I thought I was managing to pace myself well lately but today I was so wiped out. Blogging’s been my main exertion this week and so the main source of my exhaustion – other than perhaps the impact of stress for an unexpected correspondence of debt recovery for an issue I’d believed to have been settled and then another piece of stressful news also affecting my income.
It’s really difficult managing energy and activity levels when you think you’ll be ok but it hits you like a brick to the head a day or two after effort, or ongoing efforts build up and accumulate and swallow you whole when you least expect it. Especially when those efforts are such small things.
I’m a bit fed up that summer’s passed so quickly and I’ve not had the health improvements I’d hoped for while the weather’s been warmer. I was only actually warm for about a month, once the temperature reached twenty-six degrees I was warm enough. I’m already starting to feel really cold again and not looking forward to having to wear a hat indoors again within a few weeks.
Writing 101 starts Monday. I’m looking forward to it but will have to be quite strict on myself regarding reading and feedback time because it is so draining , especially when it is every day assignments.

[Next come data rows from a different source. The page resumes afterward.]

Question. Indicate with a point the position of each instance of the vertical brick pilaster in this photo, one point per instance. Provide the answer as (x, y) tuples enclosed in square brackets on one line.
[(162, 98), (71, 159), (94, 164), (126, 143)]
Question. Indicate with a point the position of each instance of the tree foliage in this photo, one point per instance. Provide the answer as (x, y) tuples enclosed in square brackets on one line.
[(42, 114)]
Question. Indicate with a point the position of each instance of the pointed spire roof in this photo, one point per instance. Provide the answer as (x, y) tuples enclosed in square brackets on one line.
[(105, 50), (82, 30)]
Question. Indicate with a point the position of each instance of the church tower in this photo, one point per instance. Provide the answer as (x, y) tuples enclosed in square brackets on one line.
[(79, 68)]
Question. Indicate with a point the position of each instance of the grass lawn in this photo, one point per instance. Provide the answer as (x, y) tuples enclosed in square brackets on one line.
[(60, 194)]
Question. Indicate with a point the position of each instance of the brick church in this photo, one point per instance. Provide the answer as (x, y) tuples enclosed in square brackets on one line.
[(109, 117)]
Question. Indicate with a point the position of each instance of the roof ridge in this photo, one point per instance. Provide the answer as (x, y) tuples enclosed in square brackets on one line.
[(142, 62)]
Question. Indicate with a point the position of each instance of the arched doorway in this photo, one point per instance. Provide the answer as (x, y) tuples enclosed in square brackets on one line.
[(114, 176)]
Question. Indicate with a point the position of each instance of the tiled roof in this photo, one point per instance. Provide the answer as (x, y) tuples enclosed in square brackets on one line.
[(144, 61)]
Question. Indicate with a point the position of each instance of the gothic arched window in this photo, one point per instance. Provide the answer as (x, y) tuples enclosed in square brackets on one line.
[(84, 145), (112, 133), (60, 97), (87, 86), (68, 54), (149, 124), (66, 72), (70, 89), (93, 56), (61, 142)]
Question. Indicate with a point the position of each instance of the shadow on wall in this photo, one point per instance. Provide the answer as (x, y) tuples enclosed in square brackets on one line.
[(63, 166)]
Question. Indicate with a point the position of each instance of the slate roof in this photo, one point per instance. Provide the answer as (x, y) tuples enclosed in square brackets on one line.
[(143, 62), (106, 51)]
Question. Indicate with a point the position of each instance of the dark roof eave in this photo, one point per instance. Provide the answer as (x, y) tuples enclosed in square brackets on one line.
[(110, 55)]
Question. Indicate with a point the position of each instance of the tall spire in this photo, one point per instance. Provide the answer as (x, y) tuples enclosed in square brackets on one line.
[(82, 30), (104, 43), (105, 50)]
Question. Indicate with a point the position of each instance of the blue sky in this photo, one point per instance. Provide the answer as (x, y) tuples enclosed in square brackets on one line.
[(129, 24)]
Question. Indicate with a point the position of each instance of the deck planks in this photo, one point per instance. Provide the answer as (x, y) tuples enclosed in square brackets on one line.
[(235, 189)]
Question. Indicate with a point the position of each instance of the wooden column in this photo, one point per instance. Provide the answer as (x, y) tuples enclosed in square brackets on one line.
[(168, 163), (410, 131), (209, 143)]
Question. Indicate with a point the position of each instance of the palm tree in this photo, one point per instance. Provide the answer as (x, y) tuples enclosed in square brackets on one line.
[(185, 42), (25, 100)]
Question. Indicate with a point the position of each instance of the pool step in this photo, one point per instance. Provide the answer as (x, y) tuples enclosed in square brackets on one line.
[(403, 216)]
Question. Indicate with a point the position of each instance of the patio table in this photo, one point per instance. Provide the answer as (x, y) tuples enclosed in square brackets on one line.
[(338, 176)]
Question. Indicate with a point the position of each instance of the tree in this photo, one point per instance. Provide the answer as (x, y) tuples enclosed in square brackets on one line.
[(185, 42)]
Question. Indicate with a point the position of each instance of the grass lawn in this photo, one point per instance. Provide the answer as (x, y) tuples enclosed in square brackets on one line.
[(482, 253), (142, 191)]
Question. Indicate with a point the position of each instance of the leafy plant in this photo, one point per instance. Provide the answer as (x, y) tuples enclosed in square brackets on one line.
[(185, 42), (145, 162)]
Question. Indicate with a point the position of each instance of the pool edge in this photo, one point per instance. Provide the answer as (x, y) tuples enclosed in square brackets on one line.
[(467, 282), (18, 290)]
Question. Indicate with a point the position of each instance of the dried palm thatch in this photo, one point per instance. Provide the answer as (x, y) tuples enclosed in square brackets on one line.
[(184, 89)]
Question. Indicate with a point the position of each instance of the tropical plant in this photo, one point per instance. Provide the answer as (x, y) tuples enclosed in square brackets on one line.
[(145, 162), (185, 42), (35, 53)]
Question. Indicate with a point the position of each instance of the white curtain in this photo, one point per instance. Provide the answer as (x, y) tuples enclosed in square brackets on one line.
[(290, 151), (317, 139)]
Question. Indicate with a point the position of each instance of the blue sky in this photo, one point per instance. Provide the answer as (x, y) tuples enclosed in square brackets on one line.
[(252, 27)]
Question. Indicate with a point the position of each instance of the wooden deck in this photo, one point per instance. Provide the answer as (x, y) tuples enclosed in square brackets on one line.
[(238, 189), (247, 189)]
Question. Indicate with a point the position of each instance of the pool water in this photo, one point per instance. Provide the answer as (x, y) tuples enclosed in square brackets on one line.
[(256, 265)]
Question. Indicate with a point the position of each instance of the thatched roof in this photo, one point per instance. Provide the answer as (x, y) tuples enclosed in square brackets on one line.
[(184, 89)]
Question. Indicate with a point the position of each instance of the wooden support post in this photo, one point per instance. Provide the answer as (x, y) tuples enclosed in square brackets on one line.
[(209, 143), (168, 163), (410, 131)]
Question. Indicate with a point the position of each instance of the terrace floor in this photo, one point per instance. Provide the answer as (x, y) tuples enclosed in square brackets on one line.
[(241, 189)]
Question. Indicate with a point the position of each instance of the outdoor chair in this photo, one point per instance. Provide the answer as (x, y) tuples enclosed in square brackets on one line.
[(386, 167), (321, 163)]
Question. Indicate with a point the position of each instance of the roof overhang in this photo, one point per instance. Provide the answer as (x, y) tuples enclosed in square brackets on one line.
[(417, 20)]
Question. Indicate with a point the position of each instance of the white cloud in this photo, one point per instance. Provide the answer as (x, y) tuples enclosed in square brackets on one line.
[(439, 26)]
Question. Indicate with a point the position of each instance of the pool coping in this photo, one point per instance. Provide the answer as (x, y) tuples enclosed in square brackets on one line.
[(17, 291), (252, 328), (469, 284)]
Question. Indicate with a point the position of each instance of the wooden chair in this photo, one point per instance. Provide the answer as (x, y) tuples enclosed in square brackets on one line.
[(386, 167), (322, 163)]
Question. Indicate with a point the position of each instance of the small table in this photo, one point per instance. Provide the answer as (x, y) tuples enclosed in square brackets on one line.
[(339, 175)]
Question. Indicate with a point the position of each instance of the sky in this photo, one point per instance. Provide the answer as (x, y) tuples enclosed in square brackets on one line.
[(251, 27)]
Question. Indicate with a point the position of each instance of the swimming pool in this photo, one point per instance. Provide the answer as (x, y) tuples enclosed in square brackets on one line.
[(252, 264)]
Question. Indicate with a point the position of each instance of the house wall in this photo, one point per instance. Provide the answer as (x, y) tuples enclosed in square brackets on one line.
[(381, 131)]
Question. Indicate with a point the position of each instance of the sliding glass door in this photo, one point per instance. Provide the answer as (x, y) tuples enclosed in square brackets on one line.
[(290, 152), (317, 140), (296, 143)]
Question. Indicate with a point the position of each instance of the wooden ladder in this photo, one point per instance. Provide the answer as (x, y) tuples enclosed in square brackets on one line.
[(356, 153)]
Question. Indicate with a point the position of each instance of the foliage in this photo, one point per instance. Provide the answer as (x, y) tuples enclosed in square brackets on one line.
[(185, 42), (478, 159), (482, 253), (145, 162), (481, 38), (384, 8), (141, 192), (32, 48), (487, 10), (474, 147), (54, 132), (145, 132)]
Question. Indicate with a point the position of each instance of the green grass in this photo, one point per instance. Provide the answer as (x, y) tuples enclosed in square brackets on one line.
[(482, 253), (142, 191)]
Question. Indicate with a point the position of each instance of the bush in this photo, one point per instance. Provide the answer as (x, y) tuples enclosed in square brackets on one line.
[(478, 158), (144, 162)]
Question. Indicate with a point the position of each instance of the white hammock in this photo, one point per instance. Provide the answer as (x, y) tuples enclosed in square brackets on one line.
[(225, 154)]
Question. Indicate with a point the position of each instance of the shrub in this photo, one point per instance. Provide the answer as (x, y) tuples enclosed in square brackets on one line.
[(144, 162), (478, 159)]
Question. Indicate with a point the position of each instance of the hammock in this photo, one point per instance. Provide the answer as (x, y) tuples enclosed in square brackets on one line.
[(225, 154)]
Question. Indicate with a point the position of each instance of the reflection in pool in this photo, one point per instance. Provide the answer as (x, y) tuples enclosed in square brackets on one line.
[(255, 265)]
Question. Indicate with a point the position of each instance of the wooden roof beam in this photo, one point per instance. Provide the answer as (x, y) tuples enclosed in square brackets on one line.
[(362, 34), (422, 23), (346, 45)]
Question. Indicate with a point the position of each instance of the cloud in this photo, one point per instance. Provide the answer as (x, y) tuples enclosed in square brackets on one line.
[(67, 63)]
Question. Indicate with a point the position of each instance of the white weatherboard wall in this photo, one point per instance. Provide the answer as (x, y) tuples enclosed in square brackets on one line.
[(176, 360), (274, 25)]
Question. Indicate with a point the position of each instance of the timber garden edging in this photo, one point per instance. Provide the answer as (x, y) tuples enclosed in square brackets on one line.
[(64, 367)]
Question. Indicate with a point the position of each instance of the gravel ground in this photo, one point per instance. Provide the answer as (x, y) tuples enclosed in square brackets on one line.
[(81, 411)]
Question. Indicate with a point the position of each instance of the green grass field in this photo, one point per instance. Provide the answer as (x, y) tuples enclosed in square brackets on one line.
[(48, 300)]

I signed up for the Coursera Modern Poetry MOOC weeks ago and just realised that starts later this week too. I don’t expect I’ll manage to do that much learning time or manage the intensity of discussion and critique. I think it suggested it would take at least five hours of study time a week – for me that five hours might actually take fifteen. I might just try and follow the course minimally, loosely and leisurely rather than abandon any hope. I’ll have to see how it works and if that’s viable. Ten weeks is also pushing my sustainability limitations. If it’s like the last online courses I enrolled to I’ll get no further than the first week to find I really don’t have the cognitive energy to watch video lectures or do the required coursework. (I didn’t count blogging101 in that statement, as it’s not a course in quite the same way, nor is writing101 – they’re challenging enough and good learning opportunities and practise experiences but in an accessible, non-academic way, which is great.)
So, I haven’t yet made a blogging schedule or editorial calendar as per blogging101 task suggestions because with doing this writing365 thing i seem to have set myself to do each day, with the Sandbox writing challenge and the creativity carnival, I kind of have a flexible schedule to meet in a non-pressured way and writing101 will extend that. So no need really for a schedule until about four to six weeks by which time I’ll have a range of baseline activity info to use to plan what is a sustainable level and set realsitic goals. I might not take another wordpress course unless poetry comes up next or until it does, depends what’s on offer really. Anyway, I’m talking to myself again and I really should stop.